Split AC

Air Conditioner

A split AC is an air conditioning system divided into two connected units: an outdoor unit containing the compressor and condenser, and an indoor unit containing the evaporator coil and blower. Refrigerant lines and a small conduit for wiring and condensate drainage connect the two through a hole in the exterior wall. The "split" refers to this physical separation, which distinguishes these systems from window units and packaged systems that house everything in a single cabinet.

Three Configurations Under One Name

The term "split AC" covers three distinct system types that differ in how the indoor unit distributes air:

Configuration

Indoor Unit

Ductwork

Zones

Typical SEER2 Range

Ducted split

Air handler or furnace + evaporator coil

Yes, full duct system

Whole home (single zone unless zoning dampers added)

13.4-24

Ductless mini-split

Wall, ceiling, or floor-mounted cassette

None

Single room per indoor unit

16-30+

Multi-zone mini-split

Multiple indoor units connected to one outdoor unit

None

2-8 rooms independently

16-25+

Ductless mini-splits achieve higher efficiency ratings because conditioned air travels directly into the room with no duct losses. Ducted systems can lose 20-30% of cooling output through leaky or uninsulated ductwork before the air reaches the living space.

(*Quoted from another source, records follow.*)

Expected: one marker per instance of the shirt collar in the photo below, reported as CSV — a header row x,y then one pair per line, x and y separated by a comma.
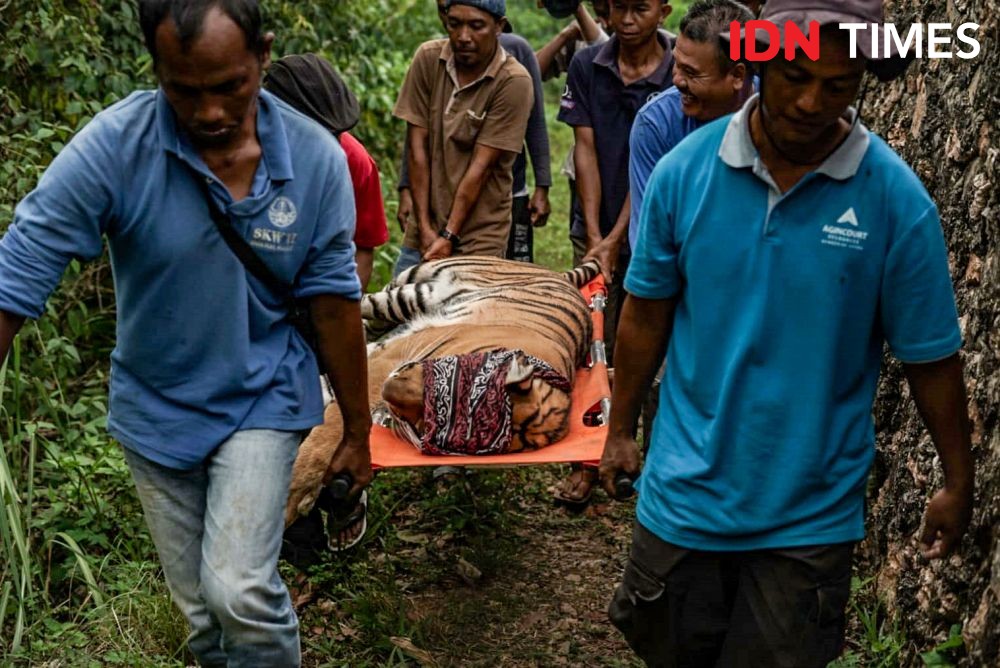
x,y
270,133
447,55
607,56
739,152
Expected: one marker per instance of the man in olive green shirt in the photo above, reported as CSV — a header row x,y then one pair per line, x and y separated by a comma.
x,y
466,103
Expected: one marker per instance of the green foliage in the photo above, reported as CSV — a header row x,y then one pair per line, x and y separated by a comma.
x,y
75,558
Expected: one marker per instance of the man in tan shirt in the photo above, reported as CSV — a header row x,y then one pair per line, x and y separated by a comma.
x,y
466,103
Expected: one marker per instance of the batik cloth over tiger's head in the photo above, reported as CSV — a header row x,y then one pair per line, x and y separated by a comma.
x,y
467,408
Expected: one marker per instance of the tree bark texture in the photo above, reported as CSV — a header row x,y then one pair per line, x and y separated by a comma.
x,y
942,117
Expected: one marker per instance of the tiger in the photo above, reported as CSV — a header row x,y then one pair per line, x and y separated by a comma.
x,y
530,320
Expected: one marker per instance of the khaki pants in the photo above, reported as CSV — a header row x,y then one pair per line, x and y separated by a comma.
x,y
616,295
682,608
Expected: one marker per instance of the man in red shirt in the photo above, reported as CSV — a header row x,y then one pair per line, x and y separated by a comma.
x,y
311,85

These three configurations sit alongside window units, portable ACs, and packaged systems in the full range of air conditioner types, each with different costs, installation, and performance trade-offs.

How Indoor Units Are Controlled

Ducted split systems connect to a wall thermostat (programmable or smart) through low-voltage wiring. The thermostat reads room temperature and signals the system to cycle on or off.

Ductless mini-splits and multi-zone systems ship with handheld infrared remotes instead. The remote communicates with the receiver on the indoor unit to control temperature, fan speed, swing direction, and mode. There is no wiring for a traditional wall thermostat. This IR-based control is the reason most ductless units lack built-in scheduling, geofencing, or energy tracking out of the box, and why retrofit smart controllers exist to add those capabilities over WiFi.

Split AC vs. Packaged System

In a packaged system, the compressor, condenser, evaporator, and blower all sit in a single outdoor cabinet, with ductwork running from that cabinet into the home. Packaged systems are common where indoor space is limited (no basement, no attic, no utility closet). Split systems offer higher efficiency ceilings and more flexibility in component placement, but require space for both an indoor and outdoor unit, plus the refrigerant line set connecting them.